Yes, I imagine he might be a little stressed about the visit. And I know he has to be more than a little stressed and frustrated about his leave being hung over his head at work. There is simply never a right time to take leave at a unit like his. They are understaffed and overworked permanently.

I'm not taking H's email as his last word. I've learned that much. He says what he means at the time and then changes his mind. I'm not going to flip out over it (at least not when he can see), but I won't hide being disappointed. He may yet decide to do show and tell for his son. But, I'm tryng to lower my expectations. H has sent pictures and videos of himself on the ship for S3. But he doesn't have to actually stand up in front of anyone to do that. As good a dad as H started out to be, I don't think even S3 is enough incentive for H to face his issues. I won't bring show and tell up again until he is actually here, and then I'll just ask once more before I accept it as his last word. And let disappointment land where he throws it.

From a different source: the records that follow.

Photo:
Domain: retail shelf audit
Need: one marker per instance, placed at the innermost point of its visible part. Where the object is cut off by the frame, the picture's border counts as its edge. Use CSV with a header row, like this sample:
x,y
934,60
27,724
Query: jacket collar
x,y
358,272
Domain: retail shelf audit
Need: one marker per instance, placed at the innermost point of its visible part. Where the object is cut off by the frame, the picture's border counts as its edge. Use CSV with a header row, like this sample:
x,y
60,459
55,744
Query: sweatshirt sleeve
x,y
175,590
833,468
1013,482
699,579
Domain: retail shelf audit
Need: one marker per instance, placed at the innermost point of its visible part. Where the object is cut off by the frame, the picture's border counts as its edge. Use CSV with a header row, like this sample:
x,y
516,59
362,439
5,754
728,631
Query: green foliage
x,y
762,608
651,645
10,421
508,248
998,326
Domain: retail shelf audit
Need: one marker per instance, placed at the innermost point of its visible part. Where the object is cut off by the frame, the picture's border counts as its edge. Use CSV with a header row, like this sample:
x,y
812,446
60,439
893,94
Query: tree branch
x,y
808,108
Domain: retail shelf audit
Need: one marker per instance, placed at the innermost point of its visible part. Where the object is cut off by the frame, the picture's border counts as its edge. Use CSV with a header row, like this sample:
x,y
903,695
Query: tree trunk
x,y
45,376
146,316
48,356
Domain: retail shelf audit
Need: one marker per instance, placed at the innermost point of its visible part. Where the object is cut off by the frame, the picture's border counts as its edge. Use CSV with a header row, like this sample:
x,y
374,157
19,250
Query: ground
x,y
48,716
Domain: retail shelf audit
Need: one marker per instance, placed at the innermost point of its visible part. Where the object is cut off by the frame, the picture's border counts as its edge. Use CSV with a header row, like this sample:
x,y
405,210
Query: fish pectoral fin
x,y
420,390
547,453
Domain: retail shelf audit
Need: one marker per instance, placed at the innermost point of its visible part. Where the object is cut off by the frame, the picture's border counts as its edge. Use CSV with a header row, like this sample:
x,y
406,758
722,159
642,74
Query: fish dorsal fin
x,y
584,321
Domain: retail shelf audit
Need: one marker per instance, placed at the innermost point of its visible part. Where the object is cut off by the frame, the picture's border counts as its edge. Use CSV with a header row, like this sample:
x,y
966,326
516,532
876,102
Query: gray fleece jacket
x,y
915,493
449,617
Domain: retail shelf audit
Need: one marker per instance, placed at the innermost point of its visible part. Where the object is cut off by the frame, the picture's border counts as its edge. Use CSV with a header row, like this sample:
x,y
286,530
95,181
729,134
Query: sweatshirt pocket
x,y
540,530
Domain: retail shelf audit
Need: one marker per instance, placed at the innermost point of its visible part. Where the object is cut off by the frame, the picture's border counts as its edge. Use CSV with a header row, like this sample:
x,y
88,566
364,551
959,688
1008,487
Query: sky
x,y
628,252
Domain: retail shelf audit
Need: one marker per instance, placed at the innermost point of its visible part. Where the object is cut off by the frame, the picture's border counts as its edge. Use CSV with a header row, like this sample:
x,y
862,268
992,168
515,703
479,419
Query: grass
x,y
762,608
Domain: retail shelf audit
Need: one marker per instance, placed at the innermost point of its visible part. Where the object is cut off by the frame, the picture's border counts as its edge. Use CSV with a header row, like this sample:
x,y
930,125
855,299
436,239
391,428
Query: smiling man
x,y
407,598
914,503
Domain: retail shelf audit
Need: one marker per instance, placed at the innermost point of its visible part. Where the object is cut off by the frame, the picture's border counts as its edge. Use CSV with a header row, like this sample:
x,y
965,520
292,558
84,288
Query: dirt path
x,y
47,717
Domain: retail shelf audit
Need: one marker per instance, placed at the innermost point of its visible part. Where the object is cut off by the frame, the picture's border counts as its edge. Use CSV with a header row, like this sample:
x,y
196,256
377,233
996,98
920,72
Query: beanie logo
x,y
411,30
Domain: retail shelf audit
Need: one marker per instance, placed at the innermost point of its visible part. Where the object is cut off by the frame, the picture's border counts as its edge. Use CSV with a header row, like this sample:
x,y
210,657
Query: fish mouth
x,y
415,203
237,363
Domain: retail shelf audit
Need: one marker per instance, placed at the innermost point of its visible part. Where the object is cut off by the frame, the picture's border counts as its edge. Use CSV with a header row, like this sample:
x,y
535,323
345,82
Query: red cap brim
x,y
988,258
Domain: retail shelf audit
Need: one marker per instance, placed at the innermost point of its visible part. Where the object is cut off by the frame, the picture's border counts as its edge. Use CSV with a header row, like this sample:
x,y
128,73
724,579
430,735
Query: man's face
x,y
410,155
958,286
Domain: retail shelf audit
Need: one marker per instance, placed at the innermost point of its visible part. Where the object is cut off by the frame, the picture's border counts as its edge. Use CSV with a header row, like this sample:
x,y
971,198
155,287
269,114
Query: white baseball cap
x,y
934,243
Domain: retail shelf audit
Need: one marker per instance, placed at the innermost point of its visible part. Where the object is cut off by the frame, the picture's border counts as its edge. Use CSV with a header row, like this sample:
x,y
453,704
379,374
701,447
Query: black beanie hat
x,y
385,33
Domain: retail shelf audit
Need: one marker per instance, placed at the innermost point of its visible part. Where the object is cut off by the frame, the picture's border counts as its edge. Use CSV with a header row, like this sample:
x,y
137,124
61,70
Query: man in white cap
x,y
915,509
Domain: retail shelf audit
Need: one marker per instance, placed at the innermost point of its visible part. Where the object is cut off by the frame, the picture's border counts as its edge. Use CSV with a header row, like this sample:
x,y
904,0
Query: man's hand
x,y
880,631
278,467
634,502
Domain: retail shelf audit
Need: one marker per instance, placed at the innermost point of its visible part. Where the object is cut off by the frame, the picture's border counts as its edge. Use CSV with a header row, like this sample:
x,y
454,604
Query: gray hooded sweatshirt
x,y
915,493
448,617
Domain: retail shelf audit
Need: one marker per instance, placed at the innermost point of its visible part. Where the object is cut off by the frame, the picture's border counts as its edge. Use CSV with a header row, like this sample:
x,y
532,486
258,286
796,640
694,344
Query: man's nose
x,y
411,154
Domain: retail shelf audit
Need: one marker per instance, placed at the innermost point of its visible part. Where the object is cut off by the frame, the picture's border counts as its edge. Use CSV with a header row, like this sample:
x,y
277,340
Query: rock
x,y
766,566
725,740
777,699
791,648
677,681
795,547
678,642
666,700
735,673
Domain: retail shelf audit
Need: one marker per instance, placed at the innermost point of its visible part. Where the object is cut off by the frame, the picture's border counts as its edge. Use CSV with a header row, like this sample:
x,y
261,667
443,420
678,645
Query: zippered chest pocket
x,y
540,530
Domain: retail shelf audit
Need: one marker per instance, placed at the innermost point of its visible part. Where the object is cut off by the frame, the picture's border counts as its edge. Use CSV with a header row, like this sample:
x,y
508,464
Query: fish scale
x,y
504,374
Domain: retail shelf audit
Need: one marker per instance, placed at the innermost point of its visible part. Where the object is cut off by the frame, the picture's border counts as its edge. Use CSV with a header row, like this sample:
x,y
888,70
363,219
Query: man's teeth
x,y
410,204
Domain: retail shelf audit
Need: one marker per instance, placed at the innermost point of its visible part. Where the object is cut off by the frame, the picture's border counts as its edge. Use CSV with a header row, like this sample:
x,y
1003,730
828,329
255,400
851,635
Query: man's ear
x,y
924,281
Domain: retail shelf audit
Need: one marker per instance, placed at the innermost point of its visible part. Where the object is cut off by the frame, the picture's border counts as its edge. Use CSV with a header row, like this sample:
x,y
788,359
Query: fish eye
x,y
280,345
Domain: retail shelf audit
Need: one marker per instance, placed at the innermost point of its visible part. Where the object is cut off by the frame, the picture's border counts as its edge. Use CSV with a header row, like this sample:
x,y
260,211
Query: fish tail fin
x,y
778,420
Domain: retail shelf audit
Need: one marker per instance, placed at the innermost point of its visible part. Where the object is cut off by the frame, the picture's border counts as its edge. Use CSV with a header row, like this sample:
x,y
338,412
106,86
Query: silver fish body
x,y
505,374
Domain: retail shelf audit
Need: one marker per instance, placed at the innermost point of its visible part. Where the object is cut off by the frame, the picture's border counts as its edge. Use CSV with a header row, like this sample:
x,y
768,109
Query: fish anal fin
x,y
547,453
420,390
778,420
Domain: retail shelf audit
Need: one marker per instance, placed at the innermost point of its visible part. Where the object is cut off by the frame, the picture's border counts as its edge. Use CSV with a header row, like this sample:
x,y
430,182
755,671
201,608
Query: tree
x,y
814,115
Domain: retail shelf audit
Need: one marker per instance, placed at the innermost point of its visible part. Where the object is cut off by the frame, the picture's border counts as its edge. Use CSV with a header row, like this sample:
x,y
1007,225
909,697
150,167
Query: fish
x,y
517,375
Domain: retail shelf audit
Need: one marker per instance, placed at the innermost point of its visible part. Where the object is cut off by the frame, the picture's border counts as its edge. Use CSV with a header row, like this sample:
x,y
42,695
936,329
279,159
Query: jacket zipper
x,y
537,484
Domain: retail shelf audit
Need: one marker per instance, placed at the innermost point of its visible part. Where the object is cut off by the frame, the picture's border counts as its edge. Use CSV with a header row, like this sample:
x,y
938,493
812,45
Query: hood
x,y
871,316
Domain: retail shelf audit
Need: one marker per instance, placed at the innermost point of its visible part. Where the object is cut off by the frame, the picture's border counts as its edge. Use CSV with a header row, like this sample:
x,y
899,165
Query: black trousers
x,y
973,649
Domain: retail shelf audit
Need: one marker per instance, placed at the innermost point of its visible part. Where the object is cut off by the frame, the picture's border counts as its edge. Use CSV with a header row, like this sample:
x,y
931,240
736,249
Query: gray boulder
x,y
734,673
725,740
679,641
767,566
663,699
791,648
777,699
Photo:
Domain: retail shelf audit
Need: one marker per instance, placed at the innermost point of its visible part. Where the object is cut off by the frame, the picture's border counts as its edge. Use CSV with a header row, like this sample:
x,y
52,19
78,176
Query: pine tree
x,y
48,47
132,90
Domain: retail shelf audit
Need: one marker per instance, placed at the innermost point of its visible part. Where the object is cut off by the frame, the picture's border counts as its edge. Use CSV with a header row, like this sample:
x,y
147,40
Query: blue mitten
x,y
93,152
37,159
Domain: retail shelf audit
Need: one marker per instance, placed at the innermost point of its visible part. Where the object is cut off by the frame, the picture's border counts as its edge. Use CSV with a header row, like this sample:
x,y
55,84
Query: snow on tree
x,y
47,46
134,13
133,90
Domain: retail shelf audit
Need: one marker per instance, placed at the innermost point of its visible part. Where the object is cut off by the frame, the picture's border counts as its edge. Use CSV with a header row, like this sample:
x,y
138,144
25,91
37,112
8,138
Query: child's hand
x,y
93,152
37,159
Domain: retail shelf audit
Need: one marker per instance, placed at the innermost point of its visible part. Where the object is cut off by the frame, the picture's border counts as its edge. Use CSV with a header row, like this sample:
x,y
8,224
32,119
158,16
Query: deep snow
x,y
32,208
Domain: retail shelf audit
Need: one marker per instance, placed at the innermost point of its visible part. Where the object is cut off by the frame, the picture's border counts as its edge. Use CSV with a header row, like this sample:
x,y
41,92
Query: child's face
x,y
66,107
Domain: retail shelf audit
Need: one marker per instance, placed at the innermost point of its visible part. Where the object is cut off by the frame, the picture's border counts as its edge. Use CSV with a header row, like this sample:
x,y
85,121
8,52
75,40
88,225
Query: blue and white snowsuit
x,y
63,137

I told H's mom about the day care director asking if H would come in for show and tell. His mom went into a long story about how proud she was of her own father when he picked her up from school in uniform. When she finds out H refused to do it, I want to be a fly on the wall. I'm so angry right now I'd like to call her up and tell her so she can start in on him right now. Of course I won't.

As far as him not "knowing" which airport he is flying into...it's real hard for me to look on the bright side of that right now. I've waited for so long with hardly any contact, keeping myself going by looking toward the light at the end of the tunnel. I guess the danger with doing that I've put so much stock in that light that when H starts to waffle, it's devastating. Hard to keep my expectations in check when I have so little interaction to base things on.

I've let myself go down a negative path today. I keep "snooping," so to speak. I went on line and looked up how much a ticket would cost to fly to where I am versus H's parents'. It would be more expensive for H to fly to his parents and he would have to change plains at MY AIRPORT to do it. Just about kills me. I'd like to kill HIM. I'll give myself the rest of today to do this. Then I got to start the positive thinking machine up.

It's a good thing he isn't going to be calling soon because I don't know if I could keep my tongue in check or keep from slamming the phone down.